SDN Cibabat Mandiri 2 Cimahi Tanamkan Cinta Budaya Lewat Permainan Tradisional

SDN Cibabat Mandiri 2 Cimahi Tanamkan Cinta Budaya Lewat Permainan Tradisional

SURAT KABAR, CIMAHI – SDN Cibabat Mandiri 2, Kecamatan Cimahi Utara, menjadikan pengenalan permainan tradisional sebagai bagian dari pembelajaran rutin untuk menanamkan rasa cinta budaya di tengah maraknya penggunaan gadget di kalangan siswa. 

Kegiatan ini dilakukan setiap Jumat melalui intrakurikuler pramuka, di mana anak-anak diajak memainkan beragam permainan warisan Sunda seperti egrang, bakiak, dagongan, hingga gatrik.

Suasana ceria mengisi halaman sekolah pada Jumat pagi (15/8). Sejumlah siswa tampak berlari kecil menjaga keseimbangan di atas egrang bambu. 

Ada yang melangkah jauh, ada yang terjatuh lalu bangkit kembali. Muhammad Azis Nurhakim (11), siswa kelas VI, menjadi salah satu yang paling antusias.

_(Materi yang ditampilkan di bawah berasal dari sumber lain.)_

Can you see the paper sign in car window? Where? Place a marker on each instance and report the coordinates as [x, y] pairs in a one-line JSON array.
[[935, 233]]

“Seru. Bisa seneng-seneng, kaya kerja kelompok. Dari kecil sudah tahu permainan Sunda. Favorit saya jajangkungan, awi tapi jangkung kaya enggrang. Naik terus kaya lari, kaya egrang. Semuanya senang,” ujarnya sambil mengatur napas.

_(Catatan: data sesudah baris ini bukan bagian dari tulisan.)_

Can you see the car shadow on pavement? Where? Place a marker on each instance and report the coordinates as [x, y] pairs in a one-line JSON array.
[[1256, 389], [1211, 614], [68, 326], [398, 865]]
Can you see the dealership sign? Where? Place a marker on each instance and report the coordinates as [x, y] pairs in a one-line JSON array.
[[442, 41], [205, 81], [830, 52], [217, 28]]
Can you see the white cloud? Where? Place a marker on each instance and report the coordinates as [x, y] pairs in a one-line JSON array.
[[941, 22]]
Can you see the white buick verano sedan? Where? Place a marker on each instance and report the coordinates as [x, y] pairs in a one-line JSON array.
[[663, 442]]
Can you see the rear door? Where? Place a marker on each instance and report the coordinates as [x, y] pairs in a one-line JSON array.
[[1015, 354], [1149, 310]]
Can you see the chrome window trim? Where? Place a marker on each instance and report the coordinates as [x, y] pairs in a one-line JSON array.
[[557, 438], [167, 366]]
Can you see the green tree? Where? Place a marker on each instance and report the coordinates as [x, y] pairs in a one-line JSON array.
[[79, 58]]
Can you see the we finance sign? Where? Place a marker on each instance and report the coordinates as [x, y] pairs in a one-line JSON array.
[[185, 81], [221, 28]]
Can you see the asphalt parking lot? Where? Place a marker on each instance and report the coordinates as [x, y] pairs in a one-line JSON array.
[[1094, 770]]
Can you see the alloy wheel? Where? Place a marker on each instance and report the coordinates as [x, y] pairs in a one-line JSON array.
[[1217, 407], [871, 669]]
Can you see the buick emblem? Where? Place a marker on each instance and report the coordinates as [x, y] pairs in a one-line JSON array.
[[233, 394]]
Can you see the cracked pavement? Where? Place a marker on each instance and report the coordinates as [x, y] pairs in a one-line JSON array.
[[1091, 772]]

Azis mengaku, permainan tradisional sudah menjadi bagian dari kesehariannya. 

“Jarang main HP. Main tradisional. Paling buat komunikasi aja. Gurunya lucu-lucu, senang permainan Sunda,” tambahnya.

Sedangkan menurut Taufiq Ridwan, guru Pendidikan Jasmani, Olahraga, dan Kesehatan (PJOK), mengajak anak-anak bermain permainan tradisional di era digital bukan hal mudah. 

“Kalau sekarang kan anak-anak mainnya ke gadget, ke platform, jadi tidak main yang bergerak. Jadi agak susah untuk menerangkan ke anak. Tapi setelah kami terangkan dari awal sampai akhir, Alhamdulillah anak-anak senang dan mau mencoba permainan tradisional,” tuturnya.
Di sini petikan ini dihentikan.